A Switch

Want to hear something funny?

I left Ukraine in 1998 because:

1. People did nothing to help themselves except for pouting that “the government” wouldn’t solve their problems.

2. Nobody could be bothered to pick up their own shit, and the streets were hideously dirty.

3. People were scared to have opinions. They were passive and obedient like sheep.

It was such a relief to come to North America and see the exact opposite. It was glorious finally to live among people who were proud of their surroundings, proud of their freedom.

5 thoughts on “A Switch

  1. I suspect that there is an inverse relationship between nationalism (of the classical 19th-century liberal kind) and wanting things from your government. If having say an American identity is something valuable in itself then I do not need my government to give me anything other than the opportunity to be an American. The moment that I stop thinking that being an American is valuable then why should I want to be an American unless I get a sufficiently large goody bag. What I find fascinating about the Ukrainian response to the invasion is that right now the Ukrainian government can offer its people nothing but suffering and an opportunity to be Ukrainian and somehow that is proving to be enough. I am reminded of the Battle of Britain where the Luftwaffe’s strategy of trying to break the will of the English people through mass bombing ended up backfiring. The English did not do the “reasonable” thing and throw out Churchill and replace him with a Nazi collaborator. Getting bombed simply reminded the English that they were English and, in the end, the English valued being English more than not getting bombed.

    Liked by 1 person

    1. Exactly! I was listening to this famous Ukrainian journalist yesterday, and he said precisely this. “All we want our elected leaders to do is give us the right to be Ukrainian on our own land. The rest – the wealth, the good standard of living – we’ll do that ourselves.”

      He’s also saying that they are building the 19-th century nation-state in Ukraine today. Everything as you say.

      Of course, this journalist is Jewish.


    2. ” inverse relationship between nationalism (of the classical 19th-century liberal kind) and wanting things from your government”

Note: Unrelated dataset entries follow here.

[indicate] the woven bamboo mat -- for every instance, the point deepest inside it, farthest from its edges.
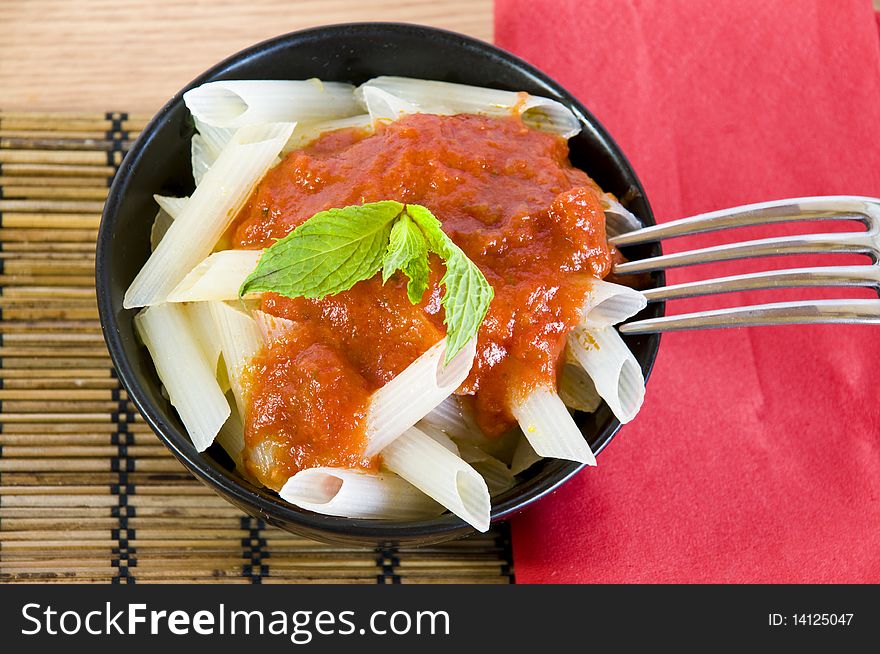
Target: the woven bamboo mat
(87, 491)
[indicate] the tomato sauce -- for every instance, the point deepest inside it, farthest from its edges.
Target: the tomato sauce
(505, 193)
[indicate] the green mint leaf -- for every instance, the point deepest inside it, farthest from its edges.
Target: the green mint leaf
(327, 254)
(407, 252)
(467, 294)
(333, 250)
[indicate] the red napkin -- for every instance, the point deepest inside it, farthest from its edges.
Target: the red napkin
(756, 457)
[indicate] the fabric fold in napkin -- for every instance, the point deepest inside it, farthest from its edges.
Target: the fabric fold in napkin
(756, 457)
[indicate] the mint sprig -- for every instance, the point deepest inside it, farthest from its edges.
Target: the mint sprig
(333, 250)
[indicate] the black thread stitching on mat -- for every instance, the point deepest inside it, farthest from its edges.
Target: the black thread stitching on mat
(253, 550)
(503, 542)
(387, 560)
(118, 139)
(1, 344)
(124, 554)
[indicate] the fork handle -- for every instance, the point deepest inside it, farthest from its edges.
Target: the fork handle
(865, 312)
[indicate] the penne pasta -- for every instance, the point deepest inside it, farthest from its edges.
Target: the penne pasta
(184, 371)
(207, 146)
(414, 393)
(171, 205)
(240, 340)
(451, 417)
(609, 304)
(205, 332)
(497, 475)
(208, 212)
(612, 367)
(549, 427)
(444, 98)
(524, 457)
(236, 103)
(576, 390)
(219, 277)
(231, 437)
(357, 494)
(440, 437)
(169, 209)
(272, 328)
(305, 133)
(618, 219)
(161, 224)
(382, 106)
(441, 475)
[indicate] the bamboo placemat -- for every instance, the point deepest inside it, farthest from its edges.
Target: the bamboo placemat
(87, 491)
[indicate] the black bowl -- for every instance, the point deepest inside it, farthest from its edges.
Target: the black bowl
(160, 162)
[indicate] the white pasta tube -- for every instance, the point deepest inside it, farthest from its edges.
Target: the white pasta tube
(453, 417)
(169, 209)
(524, 457)
(497, 475)
(205, 331)
(231, 438)
(444, 98)
(609, 304)
(357, 494)
(382, 106)
(450, 417)
(219, 277)
(618, 219)
(208, 212)
(416, 391)
(207, 146)
(440, 474)
(576, 390)
(184, 371)
(240, 339)
(235, 103)
(160, 227)
(612, 367)
(171, 205)
(439, 436)
(273, 328)
(549, 427)
(305, 133)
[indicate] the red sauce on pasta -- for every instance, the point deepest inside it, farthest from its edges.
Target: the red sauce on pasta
(505, 193)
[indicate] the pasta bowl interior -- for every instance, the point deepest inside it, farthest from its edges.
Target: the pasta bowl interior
(239, 278)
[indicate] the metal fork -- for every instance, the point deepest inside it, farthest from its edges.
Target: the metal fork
(862, 209)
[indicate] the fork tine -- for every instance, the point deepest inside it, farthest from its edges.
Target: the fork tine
(866, 210)
(795, 277)
(859, 242)
(780, 313)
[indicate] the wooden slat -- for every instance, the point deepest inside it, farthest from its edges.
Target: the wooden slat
(75, 473)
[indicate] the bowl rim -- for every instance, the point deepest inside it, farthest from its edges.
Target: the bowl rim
(260, 504)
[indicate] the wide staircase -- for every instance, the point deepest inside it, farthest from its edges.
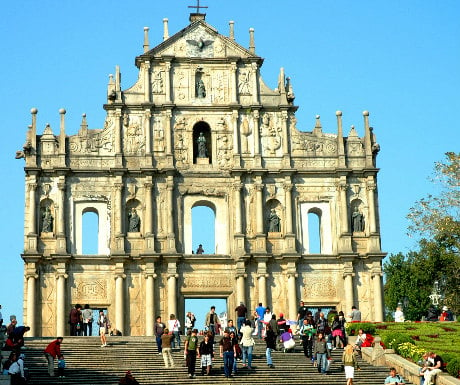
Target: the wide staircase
(90, 364)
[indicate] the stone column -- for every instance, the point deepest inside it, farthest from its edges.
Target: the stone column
(378, 305)
(234, 84)
(168, 82)
(61, 303)
(371, 197)
(150, 301)
(119, 299)
(259, 208)
(292, 295)
(31, 277)
(237, 186)
(32, 208)
(343, 207)
(288, 196)
(348, 275)
(148, 228)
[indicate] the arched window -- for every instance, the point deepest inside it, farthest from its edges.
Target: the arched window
(203, 229)
(202, 147)
(90, 232)
(314, 231)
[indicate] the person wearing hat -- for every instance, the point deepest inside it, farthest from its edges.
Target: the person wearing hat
(16, 371)
(52, 351)
(128, 379)
(241, 313)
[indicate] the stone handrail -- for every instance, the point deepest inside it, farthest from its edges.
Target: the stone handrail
(409, 370)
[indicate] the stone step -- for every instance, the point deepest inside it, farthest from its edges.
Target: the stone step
(88, 362)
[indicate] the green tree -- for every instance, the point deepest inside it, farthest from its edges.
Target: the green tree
(435, 221)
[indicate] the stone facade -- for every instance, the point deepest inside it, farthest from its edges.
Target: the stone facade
(144, 171)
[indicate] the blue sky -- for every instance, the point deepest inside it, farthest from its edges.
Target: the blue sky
(397, 59)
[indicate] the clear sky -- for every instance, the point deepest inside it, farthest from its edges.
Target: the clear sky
(399, 60)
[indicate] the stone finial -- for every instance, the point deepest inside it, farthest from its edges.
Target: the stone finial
(252, 45)
(232, 30)
(165, 29)
(146, 39)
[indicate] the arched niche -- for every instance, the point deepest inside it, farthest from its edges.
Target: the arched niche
(99, 207)
(273, 216)
(202, 129)
(323, 211)
(221, 224)
(47, 219)
(134, 216)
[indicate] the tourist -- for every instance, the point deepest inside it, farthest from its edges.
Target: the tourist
(282, 327)
(206, 351)
(228, 353)
(128, 379)
(104, 325)
(307, 334)
(191, 350)
(270, 340)
(302, 312)
(61, 366)
(52, 351)
(322, 353)
(355, 314)
(394, 378)
(241, 313)
(158, 331)
(399, 315)
(432, 371)
(212, 320)
(259, 313)
(87, 315)
(350, 363)
(174, 327)
(16, 371)
(166, 339)
(247, 343)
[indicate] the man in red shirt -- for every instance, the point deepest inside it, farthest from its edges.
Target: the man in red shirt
(52, 351)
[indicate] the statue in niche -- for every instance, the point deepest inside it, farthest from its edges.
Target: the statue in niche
(47, 221)
(357, 221)
(134, 221)
(274, 225)
(200, 89)
(202, 151)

      Not 100%…. the idea was that the government and the population were in it together and the government was able and willing to help those who could (or even just wanted) to contribute. That was the social model when I grew up (aka the Great Compression).
      Now the US is run by 3rd world predators (the decision makers in both parties) who see the weakest, most vulnerable parts of the population the way a meat packing plant sees a herd of cows…..
      The streets of Philadelphia or Seattle are just the killing floor while value is extracted from the animals….


      1. Many of the SA elite were educated at leftist British universities. All the talk was about rights with no obligations. Their main policies are council housing and the dole.